Over the past 100 years, many people have been dedicated to helping us understand our land and our influence. Aldo Leopold began his career in New Mexico. His book A Sand County Almanac is a classic in understanding nature. Rachel Carson’s Silent Spring helped spur us to look at our impact on the earth. Early photographers such as Ansel Adams stimulated our desire to care for the beautiful places of our landscape.
Terry Foxx. Photo by Katy Korkos
For the past 13 years, Pajarito Environmental Education Center (PEEC) has been sponsoring an Earth Day Festival. The purpose of the Earth Day activities is to educate each of us on earth care. Our goal at PEEC is to provide a fun and educational event focusing on the environment we live in.
This year our theme for Earth Day is “The Ever-Changing Land of Enchantment.” With this theme we recognize the changing attitudes about our land and its importance in our lives over the past 100 years. We look back at the past to see where we can do things differently but also to the future to understand how we can live gently on this fragile and beautiful land.
This year PEEC’s activities span the month of April. An art display at Mesa Public Library children’s section will focus on children’s view of the land as expressed in their artwork. This is a cooperative project between LAPS elementary school teachers and PEEC. Adults will have the opportunity to share their visions of the Land of Enchantment through art hung at the Senior Center.

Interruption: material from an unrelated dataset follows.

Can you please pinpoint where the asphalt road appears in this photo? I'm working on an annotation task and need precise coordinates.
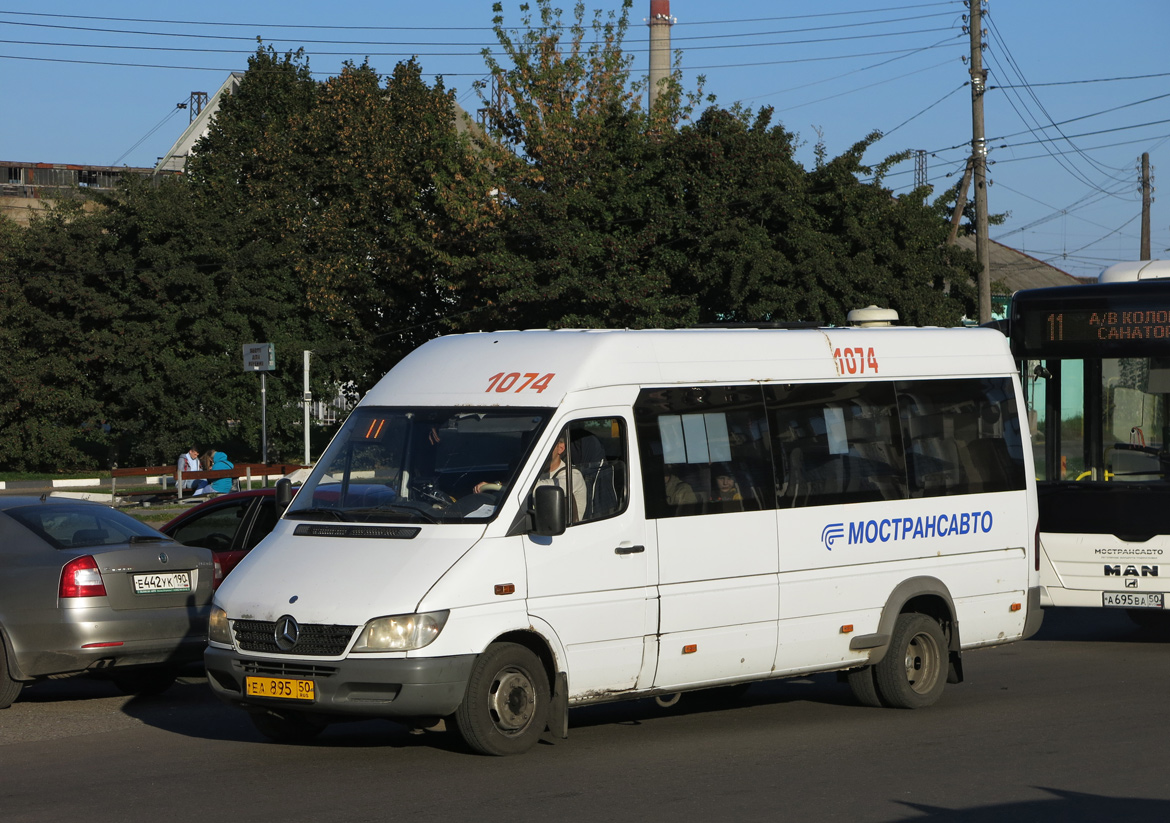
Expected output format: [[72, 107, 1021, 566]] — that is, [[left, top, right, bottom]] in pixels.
[[0, 610, 1170, 823]]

During the month of April, the Historical Museum will display my photographs and photographs by John Hogan showing the ever-changing land. Comparative photos will show the changes from the 1880s to the present. John and I will share our experiences as ecologists viewing change through the eye of the camera.

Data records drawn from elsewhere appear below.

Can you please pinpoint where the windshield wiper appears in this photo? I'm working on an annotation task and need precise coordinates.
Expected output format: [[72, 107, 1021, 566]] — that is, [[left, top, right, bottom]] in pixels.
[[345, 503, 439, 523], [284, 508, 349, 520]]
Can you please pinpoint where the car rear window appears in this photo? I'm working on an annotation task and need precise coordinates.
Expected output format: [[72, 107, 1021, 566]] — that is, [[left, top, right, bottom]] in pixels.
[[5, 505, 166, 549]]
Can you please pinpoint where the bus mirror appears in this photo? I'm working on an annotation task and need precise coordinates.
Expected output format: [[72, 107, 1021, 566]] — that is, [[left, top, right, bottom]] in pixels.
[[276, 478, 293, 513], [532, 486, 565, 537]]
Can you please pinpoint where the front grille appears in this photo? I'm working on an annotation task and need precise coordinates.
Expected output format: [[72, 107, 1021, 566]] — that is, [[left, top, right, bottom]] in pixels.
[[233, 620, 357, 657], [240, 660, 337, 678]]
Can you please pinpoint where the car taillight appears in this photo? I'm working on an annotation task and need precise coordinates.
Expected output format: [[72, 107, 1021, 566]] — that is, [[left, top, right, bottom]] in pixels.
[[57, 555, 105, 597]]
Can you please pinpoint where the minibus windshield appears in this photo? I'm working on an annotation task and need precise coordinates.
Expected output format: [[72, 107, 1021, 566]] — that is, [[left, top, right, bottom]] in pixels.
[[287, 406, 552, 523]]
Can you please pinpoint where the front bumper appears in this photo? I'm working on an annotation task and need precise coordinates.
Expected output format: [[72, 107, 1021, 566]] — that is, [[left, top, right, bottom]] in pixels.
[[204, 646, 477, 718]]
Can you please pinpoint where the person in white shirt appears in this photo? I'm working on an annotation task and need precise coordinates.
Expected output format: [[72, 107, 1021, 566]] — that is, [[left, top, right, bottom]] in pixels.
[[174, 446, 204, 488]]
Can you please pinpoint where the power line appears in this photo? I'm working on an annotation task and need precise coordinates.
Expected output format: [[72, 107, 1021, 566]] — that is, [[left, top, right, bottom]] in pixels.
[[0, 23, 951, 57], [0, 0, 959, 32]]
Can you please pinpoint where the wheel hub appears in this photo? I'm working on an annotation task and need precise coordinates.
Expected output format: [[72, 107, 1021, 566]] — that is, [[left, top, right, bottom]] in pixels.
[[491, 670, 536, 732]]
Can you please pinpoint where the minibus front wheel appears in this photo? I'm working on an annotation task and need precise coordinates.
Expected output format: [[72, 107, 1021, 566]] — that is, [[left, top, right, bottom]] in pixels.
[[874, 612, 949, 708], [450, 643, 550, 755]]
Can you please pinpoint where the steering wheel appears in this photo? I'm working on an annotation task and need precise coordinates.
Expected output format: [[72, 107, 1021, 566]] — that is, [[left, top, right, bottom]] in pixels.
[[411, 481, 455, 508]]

On Wednesday April 18, our Earth Day speaker, Ann Beyke, from the New Mexico Humanities Council, will give a presentation called “Wonder of Nature, Rachel Carson.” This Chautauqua performance tells the story of Rachel Carson’s early life in western Pennsylvania and how that upbringing influenced her decision to become a writer and attend college. The performance touches on Carson’s efforts to write Silent Spring and the struggles she faced in doing so.
The Earth Day Festival is a big event for all ages. On Saturday, April 21, from 10 a. m. to 2 p.m. the community is invited to come to PEEC on Orange Street and celebrate Earth Day. Clan Tynker, a Renaissance entertainment group, is set for an 11 a.m. performance. At 12:30 p.m., Wise Fool will help participants make puppets and at 1 p.m. perform a giant puppet show called “Too Much Noise.” The Hill Stompers will be there from noon to 1 p.m. for a fun-filled hour of music. More than 30 booths representing different organizations will display their green products and information. There will be games, a Nature Play area and many children’s activities that round out the day’s fun.
The fund-raising party for PEEC will be held on Sunday, April 22 (Earth Day). This event will be at the Hilltop House Hotel and will feature a wonderful meal prepared with foods common to the early American settlers of New Mexico. Music by the “The Craig Martin Experience” and a silent auction will round out the evening.
We appreciate all those who sponsor our activities and hope that many groups will consider coming to participate in the events.